A Long-Range View of Parenting a Gifted Child      

       Maybe teachers, pediatricians, and others who you look to for wisdom in your life won't tell you that your smart, intense, and energetic child will always be a "handful" at times. But this exciting and daunting reality is true. And so the sooner you develop a set of strategies to deal with your precocious child the better!
       When I talk to parents about developing strategies to deal with their gifted son or daughter, I always think back on my now-adult children's childhood struggles and triumphs. And I remind myself that their little quirky behaviors are still apparent in their adult lives. I am still being the mother of my gifted kids. Thank goodness they are still compassionate, bright, curious and intense.
       I often wonder do moms and dads who seek out my advice care about my ramblings about my adult children? Do they wish I would stay focused on their child's issues? But in the end of my musings, I always agree with myself. Some aspects of giftedness such as emotional intensity and passion vs. despair live on way past the teenage years. Parents seeking my advice deserve to have the insight of my lifetime of experiences watching gifted kids grow up. Parents deserve to understand the reality of raising a gifted child.
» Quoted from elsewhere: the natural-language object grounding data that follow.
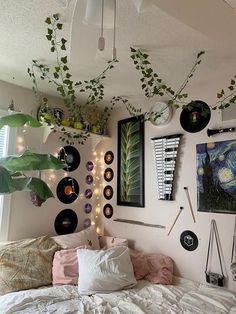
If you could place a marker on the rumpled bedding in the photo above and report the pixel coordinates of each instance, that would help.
(185, 296)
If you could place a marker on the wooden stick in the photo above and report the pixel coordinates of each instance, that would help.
(136, 222)
(190, 204)
(180, 210)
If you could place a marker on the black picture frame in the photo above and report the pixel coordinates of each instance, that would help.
(130, 173)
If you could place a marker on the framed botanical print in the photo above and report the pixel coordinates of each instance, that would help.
(130, 174)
You definitely need to prepare yourself for the roller coaster aspect of dealing with a gifted kid.
       So if you know that you are confronting a parenting problem that is long-standing does this knowledge and wisdom help? It should ground the parent into developing long-range strategies, not just looking for easy answers. Investing in understanding and applying the following ideas will help you to be a more effective parent.
       1. Stop wishing that your gifted child will just be normal because it is impossible. Intense children need a different owner's manual than children who are less intense by nature.
       2. Accept that you will need advice on how to advocate for your child with experts who work specifically with gifted children.
       3. Understand your child's strengths and challenges, and work on both aspects of their development. For example, if your child reads easily but has problems making friends, keep up on the reading but help your child find their peer group.
       4. Gifted children are perfectionistic and will use their astute problem-solving capabilities to get their way. Manipulative behaviors are often used to avoid confronting their fear of failure. Be wise and just set limits on their infuriating attempts to avoid their inner demons.
       5. There is no one-size-fits-all school for gifted children. Anyone who is advertising this platitude is surely going to have difficulty with your child.